Sigo leyendo. Ahora cita varias veces el libro respetando todas las reglas de puntuación que exige abrir y cerrar comillas. No se equivoca con ni un solo punto o coma. No comete faltas, no vacila, no tacha. Ni siquiera un acento antiguo en el “dese usted todavía un poco de buena vida”, que me lleva a consultar el diccionario de dudas de la RAE (Formas verbales con pronombres enclíticos).
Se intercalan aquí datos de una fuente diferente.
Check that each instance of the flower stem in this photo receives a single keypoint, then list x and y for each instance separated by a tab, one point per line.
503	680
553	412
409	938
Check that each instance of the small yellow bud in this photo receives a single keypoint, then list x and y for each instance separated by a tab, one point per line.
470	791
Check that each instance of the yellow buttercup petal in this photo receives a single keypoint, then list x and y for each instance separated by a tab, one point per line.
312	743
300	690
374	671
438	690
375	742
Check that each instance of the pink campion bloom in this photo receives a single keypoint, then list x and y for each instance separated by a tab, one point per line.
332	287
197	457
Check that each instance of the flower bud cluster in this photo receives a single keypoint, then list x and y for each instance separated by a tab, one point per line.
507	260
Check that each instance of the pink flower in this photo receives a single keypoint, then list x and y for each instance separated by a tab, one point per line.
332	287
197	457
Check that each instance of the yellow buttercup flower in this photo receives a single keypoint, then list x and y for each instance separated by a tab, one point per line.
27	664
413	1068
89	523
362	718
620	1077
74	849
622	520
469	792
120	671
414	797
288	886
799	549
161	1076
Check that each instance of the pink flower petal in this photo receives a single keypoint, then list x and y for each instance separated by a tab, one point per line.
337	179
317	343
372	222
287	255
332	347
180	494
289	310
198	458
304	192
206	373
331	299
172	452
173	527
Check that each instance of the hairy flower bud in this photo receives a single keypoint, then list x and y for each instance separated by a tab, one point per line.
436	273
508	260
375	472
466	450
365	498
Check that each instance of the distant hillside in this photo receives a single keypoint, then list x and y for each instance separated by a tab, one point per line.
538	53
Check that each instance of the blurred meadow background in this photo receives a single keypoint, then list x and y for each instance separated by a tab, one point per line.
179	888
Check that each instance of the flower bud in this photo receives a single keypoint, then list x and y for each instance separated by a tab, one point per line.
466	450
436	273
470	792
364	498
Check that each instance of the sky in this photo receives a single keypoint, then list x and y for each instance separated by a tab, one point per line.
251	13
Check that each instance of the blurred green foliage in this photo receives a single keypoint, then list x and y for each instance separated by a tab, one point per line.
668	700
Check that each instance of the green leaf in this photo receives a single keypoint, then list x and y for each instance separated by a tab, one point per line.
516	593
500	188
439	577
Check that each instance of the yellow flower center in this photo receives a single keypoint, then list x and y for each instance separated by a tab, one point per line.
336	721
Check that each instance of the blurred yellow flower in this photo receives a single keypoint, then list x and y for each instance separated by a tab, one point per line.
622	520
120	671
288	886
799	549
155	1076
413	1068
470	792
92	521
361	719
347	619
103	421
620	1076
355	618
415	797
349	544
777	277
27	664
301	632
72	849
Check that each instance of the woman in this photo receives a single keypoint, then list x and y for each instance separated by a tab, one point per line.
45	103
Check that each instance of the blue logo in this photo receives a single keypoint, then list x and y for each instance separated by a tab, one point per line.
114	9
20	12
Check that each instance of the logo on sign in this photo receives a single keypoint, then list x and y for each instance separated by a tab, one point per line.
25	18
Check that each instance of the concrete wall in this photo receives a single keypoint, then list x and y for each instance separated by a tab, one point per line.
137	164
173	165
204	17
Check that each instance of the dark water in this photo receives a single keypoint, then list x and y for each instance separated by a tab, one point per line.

Prosigue su relato y llega a un último párrafo a modo de conclusión: “¿Cómo es posible que en un sanatorio de enfermos pulmonares campasen como Pedro por su casa los María Mancini -que golosamente se fumaba Hans Castorp- y otros tipos de cigarros?”. La firma está en negrita, por lo que deducimos que ha echado atrás el carrito de la máquina de escribir y ha reescrito sobre su nombre.

Me detengo a pensar quién es este señor pulcro que ama y respeta su lengua, cuya mente ha vagado por el sanatorio más célebre de la literatura alemana. Trato de imaginar su carta en su voz. ¿Es un profesor de instituto retirado? ¿Desde qué habitación calurosa de Úbeda decide mandarnos estas observaciones?

Recuerdo mi única noche en Úbeda, un verano.